Zero-shot Evaluation

We evaluated the model's zero-shot classification capability on CIFAR-100.

  • Accuracy: 1.03% (Random Initialization)

Note: The low accuracy is expected as the model was initialized with random weights and trained on a tiny synthetic dataset. This verifies the evaluation pipeline works.

Optimization Benchmark

We benchmarked inference latency for the visual tower (Batch Size = 1) on NVIDIA GPU using different runtimes.

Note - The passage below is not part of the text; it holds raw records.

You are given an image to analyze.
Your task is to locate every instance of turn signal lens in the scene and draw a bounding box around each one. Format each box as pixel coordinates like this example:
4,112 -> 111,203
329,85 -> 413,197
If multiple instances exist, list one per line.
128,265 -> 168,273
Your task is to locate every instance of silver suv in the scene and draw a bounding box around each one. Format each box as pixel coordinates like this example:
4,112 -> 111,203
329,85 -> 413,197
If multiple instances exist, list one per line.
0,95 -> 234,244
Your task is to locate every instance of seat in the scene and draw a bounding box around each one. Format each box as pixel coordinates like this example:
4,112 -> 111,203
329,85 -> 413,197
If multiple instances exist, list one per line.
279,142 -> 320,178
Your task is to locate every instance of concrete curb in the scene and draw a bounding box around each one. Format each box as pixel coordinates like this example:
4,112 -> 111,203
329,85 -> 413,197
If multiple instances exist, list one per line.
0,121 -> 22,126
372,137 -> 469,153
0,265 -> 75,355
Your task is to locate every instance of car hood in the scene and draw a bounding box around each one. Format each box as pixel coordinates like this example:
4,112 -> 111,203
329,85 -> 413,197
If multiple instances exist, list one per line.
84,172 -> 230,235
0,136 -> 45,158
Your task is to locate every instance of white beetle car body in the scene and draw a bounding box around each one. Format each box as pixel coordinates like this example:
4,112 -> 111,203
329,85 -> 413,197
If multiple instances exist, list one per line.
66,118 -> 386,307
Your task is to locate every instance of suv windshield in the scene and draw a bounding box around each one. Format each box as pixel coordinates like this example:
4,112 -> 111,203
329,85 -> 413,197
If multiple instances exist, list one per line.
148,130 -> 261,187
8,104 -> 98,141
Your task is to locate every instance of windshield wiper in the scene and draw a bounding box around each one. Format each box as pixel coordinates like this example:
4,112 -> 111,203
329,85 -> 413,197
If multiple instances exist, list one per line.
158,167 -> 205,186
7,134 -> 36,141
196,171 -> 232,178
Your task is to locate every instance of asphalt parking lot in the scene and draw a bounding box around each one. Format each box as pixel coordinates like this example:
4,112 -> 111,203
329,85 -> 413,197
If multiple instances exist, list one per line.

Method Latency (ms) FPS Notes
PyTorch FP32 20.22 49.45 Baseline
PyTorch FP16 28.28 35.35 Slower due to overhead at BS=1
ONNX Runtime (GPU) 15.84 63.13 ~1.3x Speedup

Conclusion: Exporting to ONNX provides the best performance for single-image inference, making it ideal for the edge computing.

Usage Instructions

1. Installation

pip install -r requirements.txt
pip install timm onnx onnxruntime-gpu

2. Training

To train the model using contrastive learning (CLIP style):

python -m open_clip_train.main \
    --model convnext_v2_tiny \
    --train-data data/synthetic/train.csv \
    --csv-img-key filepath \
    --csv-caption-key caption \
    --batch-size 32 \
    --epochs 10

3. Inference / Benchmarking

python scripts/benchmark_inference.py
python scripts/benchmark_optimization.py

4. ONNX Export

python scripts/export_onnx.py --output model.onnx

Future Work

  • Open-Vocabulary Detection: Integrate the trained backbone with a detection head (e.g., DETR).
  • Large Scale Training: Train on LAION-400M or DataComp for competitive zero-shot performance.